The title on the page, Apple Bloom and Scootaloo saw when they rushed over, read The Downfall of the Tyrant Tirek By Firefly the Bold; or, Rescue at Midnight Castle.

***

“Well, don't that beat all,” said Apple Bloom in tones of direst confusion when the last page had been turned. “Where do you think the pony that first wrote this heard about Tirek?”

“Because they must have done it back in the day, they must have defeated him!” squeaked Sweetie Belle, light dancing in her eyes. “They beat him, and they must have wrote down how, and this is how! That Rainbow of Light must be what they called the Elements of Harmony, and they had a kooky old creature in the woods that knew how to get it, and they brought this … weird other creature along from somewhere else, and they took him down!”

“It all makes sense!” said Scootaloo.

“It surely doesn't,” said Apple Bloom. “This is a fairy story. It never happened.”

“It's a fairy story that knows about Tirek! It's all about how to defeat him. What more do you need?” Scootaloo was all but hovered off the ground with the rate her wings were buzzing. “Okay, yeah, there's obviously going to be loads of made-up stuff. But I bet there's truth under it all. Look, it mentions Dream Valley. That's a real place. And Firefly comes up all the time in lots of stories! Some of what she did had to be real!”

“Mentionin' a real place or ponies don't necessarily make it -” Apple Bloom floundered and then rallied. “I could make up stuff that mentions Ponyville or you, but that won't make it real.”

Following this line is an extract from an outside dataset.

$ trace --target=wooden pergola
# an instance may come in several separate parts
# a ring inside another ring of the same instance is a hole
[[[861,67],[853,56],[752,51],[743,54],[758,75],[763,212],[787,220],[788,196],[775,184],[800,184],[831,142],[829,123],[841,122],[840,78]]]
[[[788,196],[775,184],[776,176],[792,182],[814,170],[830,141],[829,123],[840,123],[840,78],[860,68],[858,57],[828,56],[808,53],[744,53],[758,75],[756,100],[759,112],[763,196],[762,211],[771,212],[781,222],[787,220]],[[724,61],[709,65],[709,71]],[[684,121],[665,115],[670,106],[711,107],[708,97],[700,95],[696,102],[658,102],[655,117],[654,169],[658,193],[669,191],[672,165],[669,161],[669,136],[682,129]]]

“Put it this way,” said Scootaloo more quietly. “Do we have many other options? Any other leads?”

“I … guess not.” Apple Bloom tried to strike one more valiant blow for sense in the universe. “But look, even if it's true, it mentions using this Rainbow of Light, which I'm guessin' was the Elements back in the day. We ain't got those.”

“No, but in the story, they picked those up from the old creature in the woods. We've got a mysterious pony who lives in the woods. Maybe Zecora can give us a lead?” Sweetie Belle's expression was … happy. It was a change of pace ever since Rarity had been taken and her parents had lost their cutie marks.

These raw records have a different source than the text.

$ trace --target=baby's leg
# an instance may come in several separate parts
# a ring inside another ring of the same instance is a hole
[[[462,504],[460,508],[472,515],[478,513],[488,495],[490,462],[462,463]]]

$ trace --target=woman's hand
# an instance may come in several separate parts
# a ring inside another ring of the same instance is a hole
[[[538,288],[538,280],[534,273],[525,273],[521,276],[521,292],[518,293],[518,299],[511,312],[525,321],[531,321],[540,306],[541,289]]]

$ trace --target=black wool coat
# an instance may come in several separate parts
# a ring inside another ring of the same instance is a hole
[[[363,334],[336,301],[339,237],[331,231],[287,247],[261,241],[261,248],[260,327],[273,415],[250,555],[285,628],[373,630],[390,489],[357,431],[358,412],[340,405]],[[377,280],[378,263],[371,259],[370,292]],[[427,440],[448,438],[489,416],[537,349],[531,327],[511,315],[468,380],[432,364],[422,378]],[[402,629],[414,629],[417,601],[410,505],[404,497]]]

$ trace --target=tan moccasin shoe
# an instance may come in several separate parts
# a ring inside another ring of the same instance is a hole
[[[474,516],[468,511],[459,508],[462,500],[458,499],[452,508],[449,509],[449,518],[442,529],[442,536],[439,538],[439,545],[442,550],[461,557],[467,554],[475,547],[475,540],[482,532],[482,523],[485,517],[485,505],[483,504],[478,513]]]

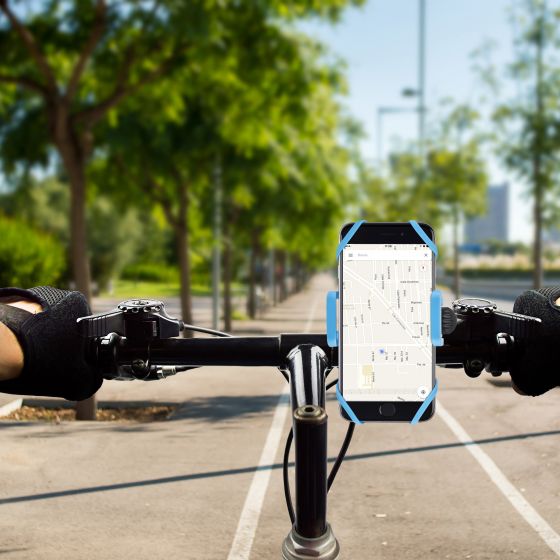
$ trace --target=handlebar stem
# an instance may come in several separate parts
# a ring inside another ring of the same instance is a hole
[[[281,367],[290,379],[295,443],[296,520],[283,548],[284,558],[290,560],[338,557],[338,542],[327,524],[325,377],[331,367],[314,344],[293,348]]]

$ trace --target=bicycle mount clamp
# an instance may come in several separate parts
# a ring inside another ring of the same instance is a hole
[[[179,336],[183,329],[183,322],[170,317],[162,301],[123,301],[112,311],[81,317],[78,329],[90,343],[92,361],[102,364],[110,379],[150,381],[176,373],[173,367],[158,368],[150,363],[150,343]],[[138,347],[138,356],[129,366],[119,367],[115,365],[115,349],[123,337]]]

Apple Bloom said, aware that her and common sense's battle was lost, “We also don't have any of these … how do you pronounce it? Human creatures wandering around near Equestria. Or the continent. Or the world for that matter.”

“Well, that's the point,” said Scootaloo. “We're not going to find one nearby.” Her smile was a white semicircle in the fading candlelight. “We just have to send our most daring pegasus off to fetch one.”